厚生労働省の研究班(代表・三浦克之滋賀医科大教授)の調査で、魚介類由来の脂肪酸摂取が多い人ほど長期間の循環器疾患死亡リスクが低いことがあきらかになり、欧州動脈硬化学会誌「Atherosclerosis」2 月号に掲載されることになりました。
発表されたプレスリリースの一部をご紹介します。
対象者は,無作為抽出された日本全国300 地区の一般住民を対象として1980年に実施された国民栄養調査に参加した30 歳以上の成人男女のうち,脳卒中や心筋梗塞等の既往歴のある者などを除外した9,190 人(男性4,028 人,女性5,162人,平均年齢50.0 歳)で、1980 年から2004 年まで24 年間追跡した。
24 年の追跡期間中,879 人が循環器疾患(脳卒中または心臓病)で死亡した。魚介類に多く含まれる長鎖n-3 系多価不飽和脂肪酸であるエイコサペンタエン酸(EPA)とドコサヘキサエン酸(DHA)脂肪酸の合計摂取量で4 群に分けたところ,最も少ない群の摂取量は1 日0.42g (さんま1/4 尾程度に相当),最も多い群で1 日1.72g (さんま1 尾弱に相当)) であった。性別,年齢,食塩など他の栄養素摂取量などの交絡因子を調整した循環器疾患死亡リスクは,摂取量の最も少ない群を基準としたところ,最も多い群で20%低く(ハザード比0.80 (95%信頼区間0.66-0.96)),魚介類由来の脂肪酸摂取量が多いほど統計学的に有意に低くなった(傾向性の検定p=0.038)。1980 年時点の年齢で30-59 歳と60 歳以上に分けて分析した結果,30-59 歳の者において魚介類由来脂肪酸摂取量と循環器疾患死亡リスク,脳卒中死亡リスクとの関連をより強く認めた。

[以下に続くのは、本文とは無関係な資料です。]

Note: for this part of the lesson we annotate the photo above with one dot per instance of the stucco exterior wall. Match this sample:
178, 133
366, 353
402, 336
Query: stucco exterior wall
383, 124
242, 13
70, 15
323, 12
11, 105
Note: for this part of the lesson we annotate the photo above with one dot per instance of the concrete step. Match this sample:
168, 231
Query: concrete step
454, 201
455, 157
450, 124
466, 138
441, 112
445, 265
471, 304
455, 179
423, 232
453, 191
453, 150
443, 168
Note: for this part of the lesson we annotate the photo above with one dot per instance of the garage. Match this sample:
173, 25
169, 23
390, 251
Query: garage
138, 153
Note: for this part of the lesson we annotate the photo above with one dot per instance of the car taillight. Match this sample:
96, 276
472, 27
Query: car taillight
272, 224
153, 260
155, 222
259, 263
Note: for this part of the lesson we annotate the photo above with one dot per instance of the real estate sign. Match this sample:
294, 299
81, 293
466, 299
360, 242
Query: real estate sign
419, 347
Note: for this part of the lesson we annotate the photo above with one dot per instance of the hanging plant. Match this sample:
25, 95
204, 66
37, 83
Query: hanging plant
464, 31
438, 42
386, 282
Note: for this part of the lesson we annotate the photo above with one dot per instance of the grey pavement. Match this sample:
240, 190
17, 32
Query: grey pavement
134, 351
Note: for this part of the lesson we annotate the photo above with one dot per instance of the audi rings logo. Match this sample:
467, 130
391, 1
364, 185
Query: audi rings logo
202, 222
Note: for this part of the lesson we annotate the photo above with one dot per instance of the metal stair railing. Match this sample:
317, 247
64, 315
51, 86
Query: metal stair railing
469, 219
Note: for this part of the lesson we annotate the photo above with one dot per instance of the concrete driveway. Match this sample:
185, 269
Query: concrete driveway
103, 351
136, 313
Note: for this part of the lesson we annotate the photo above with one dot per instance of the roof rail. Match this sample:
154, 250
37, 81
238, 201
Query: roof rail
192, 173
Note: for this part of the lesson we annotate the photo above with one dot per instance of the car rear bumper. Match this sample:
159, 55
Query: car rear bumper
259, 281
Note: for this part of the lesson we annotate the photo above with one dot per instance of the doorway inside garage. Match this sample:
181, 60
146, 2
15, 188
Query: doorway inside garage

今回のコホート研究では循環器疾患についてですが、糖尿病やがん、アレルギーなどにもこのオメガ3系脂肪酸摂取は関わっています。現在の日本人の食生活は、オメガ3系不飽和脂肪酸と対極にあるオメガ6系不飽和脂肪酸の摂取が多いことが問題にされています。さらに日本ではトランス脂肪酸の規制がなく、このことも体に大きく関係します。特に今の若い年齢層はジャンクフードなどの摂取が多いことで、アレルギーなども多くなっています。
食事を変えるだけで病気のリスクを改善できるのですから、少し意識してみるといいと思います。